TBA (22W125)

Abnormal Liver Blood Tests in Inflammatory Bowel Disease


A.Tony, O.Casey, G.Cullen.


Centre for Colorectal Disease, St.Vincent’s University Hospital


Abnormal liver blood tests in inflammatory bowel disease (IBD) patients are common and may reflect significant co-existing pathology.


To examine the prevalence of abnormal liver blood tests (LFT) in a cohort of IBD patients and assess the extent to which these abnormalities are investigated.


The LFTs of IBD patients attending the IBD clinic in SVUH between June 2020 and December 2020 were recorded. The data were obtained from the hospital laboratory system and the SVUH IBD database. Abnormal LFTs were defined as an elevation in any liver blood test greater than two times the upper limit of normal. The records of patients with abnormal LFTs were checked for evidence of further investigation of possible underlying liver disease.

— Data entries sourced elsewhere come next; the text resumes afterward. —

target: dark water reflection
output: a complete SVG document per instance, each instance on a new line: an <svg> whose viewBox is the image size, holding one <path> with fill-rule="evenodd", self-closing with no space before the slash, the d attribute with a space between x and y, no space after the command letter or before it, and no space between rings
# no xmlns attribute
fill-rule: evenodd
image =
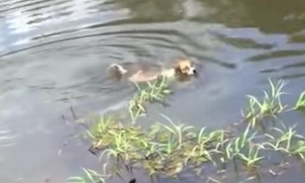
<svg viewBox="0 0 305 183"><path fill-rule="evenodd" d="M133 88L107 80L113 62L193 58L199 79L178 86L169 108L152 108L191 125L239 120L245 95L261 96L268 78L287 80L294 102L305 89L304 28L303 0L2 0L1 182L65 182L98 167L73 138L82 128L70 106L81 117L126 105ZM301 183L301 172L263 182Z"/></svg>

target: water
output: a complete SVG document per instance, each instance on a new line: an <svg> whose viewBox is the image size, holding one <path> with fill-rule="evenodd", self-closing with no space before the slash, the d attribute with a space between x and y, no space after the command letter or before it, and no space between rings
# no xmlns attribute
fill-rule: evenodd
<svg viewBox="0 0 305 183"><path fill-rule="evenodd" d="M82 128L70 108L82 117L126 104L133 90L106 80L113 62L196 60L200 77L162 110L200 127L239 120L268 78L288 82L288 103L305 89L302 0L1 0L0 28L1 182L65 182L98 167L73 138ZM303 182L302 169L263 179L290 180Z"/></svg>

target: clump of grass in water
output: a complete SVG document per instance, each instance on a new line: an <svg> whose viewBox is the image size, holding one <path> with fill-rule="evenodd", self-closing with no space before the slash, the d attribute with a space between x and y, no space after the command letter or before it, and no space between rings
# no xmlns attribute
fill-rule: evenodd
<svg viewBox="0 0 305 183"><path fill-rule="evenodd" d="M122 165L132 171L133 166L140 163L150 175L163 173L174 177L187 163L197 165L211 161L209 151L214 148L213 141L220 139L217 135L222 135L215 132L204 136L202 131L196 134L191 130L192 126L172 121L170 125L155 123L148 131L135 124L122 127L119 122L108 121L101 120L99 123L102 124L96 126L102 130L90 134L93 144L103 149L100 158L106 156L114 162L112 170L117 173L122 170ZM197 143L195 137L198 137Z"/></svg>
<svg viewBox="0 0 305 183"><path fill-rule="evenodd" d="M120 176L123 168L132 172L134 166L139 164L150 176L164 174L176 177L187 167L200 173L205 163L218 166L218 160L224 164L238 160L248 172L253 173L263 159L261 151L266 150L305 160L305 140L293 127L274 128L276 134L265 134L269 141L261 143L255 142L257 133L251 131L265 116L276 117L287 111L287 106L282 104L280 98L284 86L282 81L277 84L269 81L271 90L264 92L261 102L249 96L245 117L250 123L237 137L229 136L224 130L196 130L192 126L176 124L166 116L169 125L154 123L148 130L134 123L140 114L145 113L145 103L164 101L170 93L165 81L159 82L149 83L148 88L144 89L138 87L139 91L129 105L133 123L123 125L114 117L103 117L88 131L94 146L102 150L100 158L107 157L105 165L111 165L110 175ZM303 105L303 100L304 94L301 94L295 109Z"/></svg>
<svg viewBox="0 0 305 183"><path fill-rule="evenodd" d="M261 119L266 116L276 117L278 114L283 112L287 106L282 104L281 96L284 94L282 89L285 85L283 81L278 81L274 84L269 80L271 90L264 91L264 98L259 101L252 95L247 95L249 98L249 104L246 107L243 116L246 121L249 121L252 126L257 125Z"/></svg>
<svg viewBox="0 0 305 183"><path fill-rule="evenodd" d="M297 155L304 161L305 155L305 138L299 135L295 130L295 126L287 127L282 124L282 128L273 128L276 134L265 134L270 142L264 142L265 147L271 148L273 151L288 154Z"/></svg>
<svg viewBox="0 0 305 183"><path fill-rule="evenodd" d="M136 124L122 126L119 121L101 120L96 126L101 128L90 132L93 144L103 149L100 158L107 157L112 163L110 174L119 175L125 167L132 172L135 164L140 164L150 176L164 174L176 177L184 168L199 170L204 163L213 162L220 155L227 162L239 158L248 169L261 160L258 145L252 144L254 135L249 128L235 139L229 139L224 131L197 131L192 126L176 124L166 117L170 125L155 123L147 131ZM107 127L107 125L110 125ZM228 142L227 144L225 142ZM220 144L225 144L222 152ZM242 153L248 147L248 154Z"/></svg>
<svg viewBox="0 0 305 183"><path fill-rule="evenodd" d="M142 88L135 83L138 92L129 102L129 114L133 123L138 117L146 113L145 105L147 103L163 103L166 96L172 93L166 77L160 77L153 82L146 82L146 85L145 88Z"/></svg>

Of the 805 patients attending the clinic in the study period, 131 patients had abnormal LFTs (16.3%). 81 were male. The mean duration of IBD was 14.1 years. Elevated ALT was the most common abnormality [42/131(32%)]. 73% (95/131) had a “liver screen” blood series performed and 49% (64/131) had a liver ultrasound. At the time of data collection, 40% (51/131) of patients’ LFTs had normalised. Twelve patients (9%) were diagnosed with primary sclerosing cholangitis.


Three quarters of IBD patients with abnormal liver blood tests in our clinic underwent further investigation with a liver screen and half had basic liver imaging. Improved awareness of the need to check and act on LFT results in the IBD clinic may improve investigation of liver abnormalities and detect potentially significant liver disease.